Helper functions for time

In [319]:
def as_minutes(s):
    m = math.floor(s / 60)
    s -= m * 60
    return '%dm %ds' % (m, s)

def time_since(since, percent):
    now = time.time()
    s = now - since
    es = s / (percent)
    rs = es - s
    return '%s (- %s)' % (as_minutes(s), as_minutes(rs))

This is where we actually train the RNN  
.  
.  
.  
.  
.  
.  
.  
.  
.  
after we initialize stuff

In [320]:
hidden_size = 500 # size of each word embedding
n_layers = 2 # number of layers for the RNN
dropout_p = 0.05 # we never use this

# Initialize the RNN
rnn = RNN(n_words, hidden_size, n_layers)

# Move models to GPU
if USE_CUDA:
    rnn.cuda()

# Initialize optimizers and criterion
learning_rate = 0.0001
optimizer = optim.Adam(rnn.parameters(), lr=learning_rate)
criterion = nn.NLLLoss()

In [321]:
# Configuring training
n_epochs = 1000
plot_every = 20
print_every = 10

# Keep track of time elapsed and running averages
plot_losses = []
print_loss_total = 0 # Reset every print_every
plot_loss_total = 0 # Reset every plot_every

Aaaaand now we actually start training

In [324]:
start = time.time()

for epoch in range(1, n_epochs + 1):
    
    # Get training data for this cycle
    sentence, distribution = choose_random_training_pair()
    
    training_sentence = variable_from_sentence(vocabulary, sentence)
    target_distribution = tensor_from_distribution(distribution)

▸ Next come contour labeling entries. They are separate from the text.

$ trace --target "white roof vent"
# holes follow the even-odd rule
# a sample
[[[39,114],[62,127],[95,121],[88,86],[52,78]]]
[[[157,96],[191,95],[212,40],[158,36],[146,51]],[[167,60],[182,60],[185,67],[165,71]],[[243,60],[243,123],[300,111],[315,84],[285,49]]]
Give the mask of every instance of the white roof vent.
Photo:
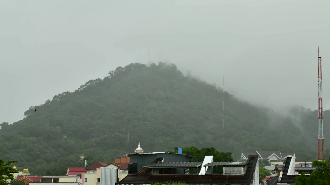
[[[224,174],[243,174],[243,167],[241,166],[224,166]]]

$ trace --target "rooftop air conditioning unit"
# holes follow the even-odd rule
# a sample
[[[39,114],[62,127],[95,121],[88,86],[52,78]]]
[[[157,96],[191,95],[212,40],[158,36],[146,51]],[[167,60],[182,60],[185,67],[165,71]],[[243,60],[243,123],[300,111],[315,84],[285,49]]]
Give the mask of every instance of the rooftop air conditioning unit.
[[[241,166],[224,166],[224,174],[243,174],[243,167]]]

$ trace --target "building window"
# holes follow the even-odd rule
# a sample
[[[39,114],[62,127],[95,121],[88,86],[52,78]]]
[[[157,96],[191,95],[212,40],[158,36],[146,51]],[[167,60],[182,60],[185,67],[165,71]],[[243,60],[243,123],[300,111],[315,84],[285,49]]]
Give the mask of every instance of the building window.
[[[169,168],[159,169],[159,174],[170,174],[172,173],[171,169]]]

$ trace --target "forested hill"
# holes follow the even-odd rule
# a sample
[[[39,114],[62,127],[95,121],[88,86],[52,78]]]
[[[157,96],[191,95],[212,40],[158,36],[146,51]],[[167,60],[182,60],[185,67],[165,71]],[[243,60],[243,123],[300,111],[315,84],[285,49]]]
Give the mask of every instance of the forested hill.
[[[242,151],[257,149],[294,152],[297,160],[316,156],[315,111],[271,114],[182,74],[173,64],[131,64],[109,73],[31,107],[22,120],[3,124],[0,158],[19,160],[19,170],[28,167],[32,175],[58,175],[68,166],[82,167],[79,156],[90,164],[112,161],[133,151],[139,140],[146,152],[194,146],[231,152],[236,159]],[[324,128],[329,138],[330,126]]]

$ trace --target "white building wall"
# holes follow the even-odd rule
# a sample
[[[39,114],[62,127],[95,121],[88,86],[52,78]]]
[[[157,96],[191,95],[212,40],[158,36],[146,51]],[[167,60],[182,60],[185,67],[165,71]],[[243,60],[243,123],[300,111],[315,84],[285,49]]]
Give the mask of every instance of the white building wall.
[[[78,182],[30,182],[30,185],[79,185]]]

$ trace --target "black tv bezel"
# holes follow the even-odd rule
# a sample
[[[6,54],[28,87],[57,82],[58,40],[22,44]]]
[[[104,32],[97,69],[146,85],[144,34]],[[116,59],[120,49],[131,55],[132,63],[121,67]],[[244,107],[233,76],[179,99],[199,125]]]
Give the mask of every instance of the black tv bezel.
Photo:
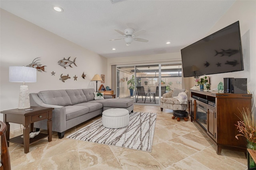
[[[224,71],[224,72],[222,72],[222,71],[220,71],[220,72],[216,72],[215,73],[206,73],[206,74],[195,74],[193,76],[185,76],[185,75],[184,75],[184,69],[183,69],[183,60],[182,60],[182,50],[185,49],[187,47],[189,47],[191,45],[192,45],[197,43],[198,43],[198,42],[202,41],[202,40],[203,40],[204,39],[206,39],[207,38],[209,38],[209,37],[212,36],[213,35],[216,34],[218,34],[220,32],[222,32],[222,30],[224,30],[226,29],[227,28],[228,28],[229,27],[230,27],[232,26],[233,25],[236,25],[237,24],[238,25],[238,38],[239,38],[239,51],[240,51],[240,59],[241,59],[241,65],[242,65],[242,69],[239,69],[239,70],[232,70],[232,71]],[[182,48],[182,49],[181,49],[180,50],[180,52],[181,53],[181,60],[182,60],[182,74],[183,75],[183,77],[196,77],[196,76],[200,76],[201,75],[212,75],[212,74],[220,74],[220,73],[232,73],[233,72],[235,72],[235,71],[243,71],[244,70],[244,59],[243,58],[243,54],[242,54],[242,42],[241,40],[241,34],[240,34],[240,25],[239,24],[239,21],[238,21],[231,24],[230,24],[228,26],[227,26],[226,27],[224,28],[223,28],[219,30],[218,31],[216,31],[216,32],[215,32],[214,33],[212,33],[210,35],[209,35],[209,36],[205,37],[205,38],[202,38],[201,40],[199,40],[198,41],[197,41],[196,42],[195,42],[194,43],[190,45],[188,45],[183,48]]]

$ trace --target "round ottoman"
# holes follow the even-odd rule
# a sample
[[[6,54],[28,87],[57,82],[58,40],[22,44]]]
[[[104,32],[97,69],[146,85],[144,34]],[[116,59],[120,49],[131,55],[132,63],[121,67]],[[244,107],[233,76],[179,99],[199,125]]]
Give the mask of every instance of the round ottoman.
[[[108,128],[117,128],[129,125],[129,111],[124,109],[110,109],[102,112],[102,124]]]

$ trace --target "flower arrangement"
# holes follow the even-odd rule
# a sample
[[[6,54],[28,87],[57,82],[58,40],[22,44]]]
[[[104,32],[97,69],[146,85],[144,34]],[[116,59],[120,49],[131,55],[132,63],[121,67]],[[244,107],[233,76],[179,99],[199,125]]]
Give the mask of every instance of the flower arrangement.
[[[247,108],[246,111],[244,108],[242,111],[239,110],[243,121],[237,122],[237,125],[235,125],[238,129],[238,131],[242,134],[237,134],[236,138],[238,139],[238,136],[244,136],[249,142],[256,143],[256,122],[255,117],[254,113],[254,111],[250,111]]]
[[[206,83],[208,83],[208,80],[207,79],[207,77],[204,76],[204,78],[201,78],[201,79],[199,78],[197,79],[196,79],[195,80],[196,83],[197,84],[200,85],[203,85],[204,84]]]

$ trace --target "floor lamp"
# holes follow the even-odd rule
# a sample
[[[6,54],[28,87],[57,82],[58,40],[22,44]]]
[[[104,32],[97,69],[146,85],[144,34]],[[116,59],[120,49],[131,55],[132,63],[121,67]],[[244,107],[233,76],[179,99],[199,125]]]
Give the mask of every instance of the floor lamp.
[[[96,74],[93,76],[92,77],[92,81],[96,81],[96,92],[98,91],[98,87],[97,87],[97,84],[98,84],[98,81],[103,81],[102,79],[100,78],[100,75]]]
[[[27,85],[25,82],[36,82],[36,69],[25,66],[10,66],[9,67],[9,81],[23,82],[20,88],[19,109],[30,107],[29,93]]]

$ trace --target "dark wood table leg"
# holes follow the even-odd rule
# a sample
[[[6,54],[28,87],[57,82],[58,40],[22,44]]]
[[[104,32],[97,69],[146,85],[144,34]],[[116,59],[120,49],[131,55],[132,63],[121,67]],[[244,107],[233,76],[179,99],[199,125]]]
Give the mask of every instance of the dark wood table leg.
[[[10,140],[10,124],[9,122],[6,122],[5,123],[6,124],[7,127],[7,129],[5,132],[5,136],[6,138],[6,140],[7,141],[7,146],[9,147],[9,140]]]
[[[29,131],[30,128],[28,125],[24,126],[23,128],[23,144],[24,152],[25,154],[29,152]]]
[[[49,112],[49,116],[47,121],[47,133],[48,133],[48,142],[52,141],[52,111]]]

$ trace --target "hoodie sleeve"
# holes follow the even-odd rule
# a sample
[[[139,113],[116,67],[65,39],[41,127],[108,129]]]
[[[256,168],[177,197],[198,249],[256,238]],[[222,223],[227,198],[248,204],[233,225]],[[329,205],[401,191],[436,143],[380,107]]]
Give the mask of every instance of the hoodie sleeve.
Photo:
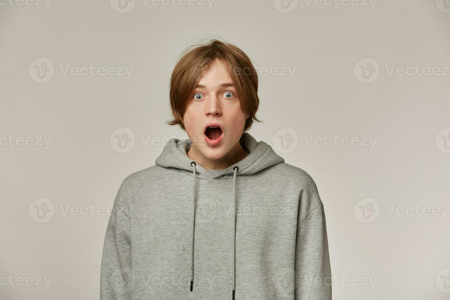
[[[296,241],[295,299],[331,300],[324,206],[310,177],[300,197]]]
[[[131,299],[132,276],[130,223],[125,180],[111,210],[103,246],[100,281],[100,300]]]

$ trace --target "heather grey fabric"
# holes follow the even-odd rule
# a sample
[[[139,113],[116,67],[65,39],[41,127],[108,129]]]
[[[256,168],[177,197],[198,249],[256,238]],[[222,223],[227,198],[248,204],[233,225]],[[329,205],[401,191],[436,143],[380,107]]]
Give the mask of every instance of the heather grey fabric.
[[[246,157],[207,170],[187,156],[190,140],[172,139],[155,166],[124,179],[106,230],[101,300],[228,300],[234,290],[238,300],[331,299],[314,181],[248,133],[240,142]]]

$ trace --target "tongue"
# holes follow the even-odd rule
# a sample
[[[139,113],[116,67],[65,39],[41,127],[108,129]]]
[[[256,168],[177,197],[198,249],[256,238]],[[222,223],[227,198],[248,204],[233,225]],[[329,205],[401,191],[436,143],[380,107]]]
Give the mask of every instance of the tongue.
[[[217,128],[210,128],[208,127],[205,133],[206,136],[210,139],[216,139],[222,135],[222,130],[219,127]]]

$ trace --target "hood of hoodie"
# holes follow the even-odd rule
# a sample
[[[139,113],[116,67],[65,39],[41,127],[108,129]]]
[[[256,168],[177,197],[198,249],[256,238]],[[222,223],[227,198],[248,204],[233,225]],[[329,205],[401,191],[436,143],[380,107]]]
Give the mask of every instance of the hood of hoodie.
[[[231,285],[232,299],[234,299],[234,291],[236,286],[236,176],[238,175],[248,175],[256,173],[271,166],[284,162],[284,160],[277,154],[272,148],[266,143],[256,140],[248,132],[244,132],[239,140],[241,145],[249,153],[242,160],[234,164],[226,169],[218,170],[208,170],[197,164],[187,156],[187,152],[192,145],[190,139],[180,140],[171,139],[164,147],[162,153],[156,159],[155,164],[166,168],[176,168],[180,171],[189,174],[193,178],[191,215],[192,219],[192,235],[191,238],[190,255],[190,287],[192,291],[194,282],[194,241],[195,237],[195,215],[196,215],[196,178],[200,179],[224,179],[228,178],[229,175],[233,174],[233,201],[232,211],[233,215],[230,221],[233,223],[232,232],[233,237],[232,245],[233,253],[232,257]],[[239,200],[244,199],[239,199]]]
[[[262,141],[259,142],[248,132],[244,132],[239,139],[241,146],[249,152],[245,158],[228,168],[219,170],[208,170],[197,164],[196,177],[200,179],[226,178],[233,174],[233,168],[239,167],[237,175],[252,174],[274,165],[284,162],[272,148]],[[193,161],[187,155],[192,143],[190,139],[171,139],[164,147],[162,152],[156,159],[155,164],[166,168],[177,168],[180,171],[192,174]]]

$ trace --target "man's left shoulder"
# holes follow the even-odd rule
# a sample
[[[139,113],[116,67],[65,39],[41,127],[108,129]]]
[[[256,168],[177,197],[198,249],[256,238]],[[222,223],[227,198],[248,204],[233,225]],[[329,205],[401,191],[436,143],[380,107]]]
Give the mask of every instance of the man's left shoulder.
[[[276,175],[303,188],[316,189],[315,182],[306,171],[287,162],[282,162],[274,166],[272,171]]]

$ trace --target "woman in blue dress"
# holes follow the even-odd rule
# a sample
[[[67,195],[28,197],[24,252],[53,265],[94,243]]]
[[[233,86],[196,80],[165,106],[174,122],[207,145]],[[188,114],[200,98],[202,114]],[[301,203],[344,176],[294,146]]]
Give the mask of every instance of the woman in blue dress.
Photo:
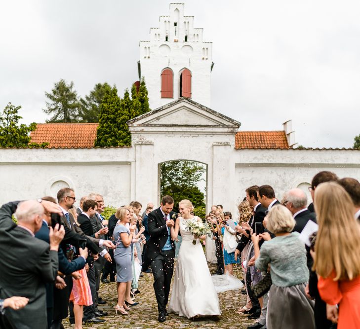
[[[240,263],[240,257],[235,260],[235,250],[238,246],[235,231],[230,226],[226,224],[226,221],[231,219],[231,213],[226,212],[224,213],[224,221],[223,221],[221,227],[221,233],[223,234],[223,244],[224,245],[224,262],[225,265],[225,273],[228,272],[233,275],[234,264]],[[235,225],[238,223],[234,222]]]

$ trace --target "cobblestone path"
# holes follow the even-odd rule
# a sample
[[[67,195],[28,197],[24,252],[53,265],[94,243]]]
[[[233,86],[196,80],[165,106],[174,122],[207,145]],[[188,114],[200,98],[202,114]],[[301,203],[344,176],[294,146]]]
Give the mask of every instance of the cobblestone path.
[[[242,272],[240,265],[237,265],[234,275],[240,279],[242,278]],[[215,269],[213,264],[209,264],[211,272]],[[118,315],[117,316],[113,309],[116,304],[117,296],[116,284],[111,283],[107,284],[101,284],[100,295],[107,303],[101,305],[101,309],[109,313],[109,315],[103,319],[106,322],[99,325],[91,324],[83,325],[84,329],[121,329],[122,328],[156,328],[156,329],[171,329],[179,328],[226,328],[227,329],[245,329],[248,326],[254,323],[253,320],[249,320],[246,315],[239,315],[236,311],[245,303],[246,296],[242,294],[239,291],[226,292],[219,294],[222,315],[216,318],[211,317],[202,318],[193,321],[174,314],[170,314],[166,318],[166,321],[163,323],[158,322],[158,313],[155,294],[153,289],[153,275],[144,274],[139,282],[139,290],[141,293],[136,295],[135,301],[139,305],[134,306],[128,316]],[[119,314],[119,313],[118,313]],[[71,325],[68,319],[63,321],[65,329],[74,328]]]

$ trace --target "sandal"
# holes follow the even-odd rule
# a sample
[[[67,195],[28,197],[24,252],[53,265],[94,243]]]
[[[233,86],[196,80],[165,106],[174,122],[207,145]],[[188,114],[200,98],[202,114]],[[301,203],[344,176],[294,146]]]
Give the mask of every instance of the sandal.
[[[244,312],[246,312],[247,311],[249,311],[250,309],[248,308],[248,307],[246,307],[246,306],[242,306],[238,312],[237,313],[238,314],[245,314]]]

    # Run the train function
    loss = train(training_sentence, target_distribution, rnn, optimizer, criterion)

    # Keep track of loss
    print_loss_total += loss
    plot_loss_total += loss

    if epoch % print_every == 0:
        print_loss_avg = print_loss_total / print_every
        print_loss_total = 0
        print_summary = '%s (%d %d%%) %.4f' % (time_since(start, epoch / n_epochs), epoch, epoch / n_epochs * 100, print_loss_avg)
        print(print_summary)

    if epoch % plot_every == 0:
        plot_loss_avg = plot_loss_total / plot_every
        plot_losses.append(plot_loss_avg)
        plot_loss_total = 0

RuntimeError: torch.FloatTensor constructor doesn't accept any keyword arguments

Plot losses

In [None]:
import matplotlib.pyplot as plt
import matplotlib.ticker as ticker
import numpy as np
%matplotlib inline

def show_plot(points):
    plt.figure()
    fig, ax = plt.subplots()
    loc = ticker.MultipleLocator(base=0.2) # put ticks at regular intervals
    ax.yaxis.set_major_locator(loc)
    plt.plot(points)

show_plot(plot_losses)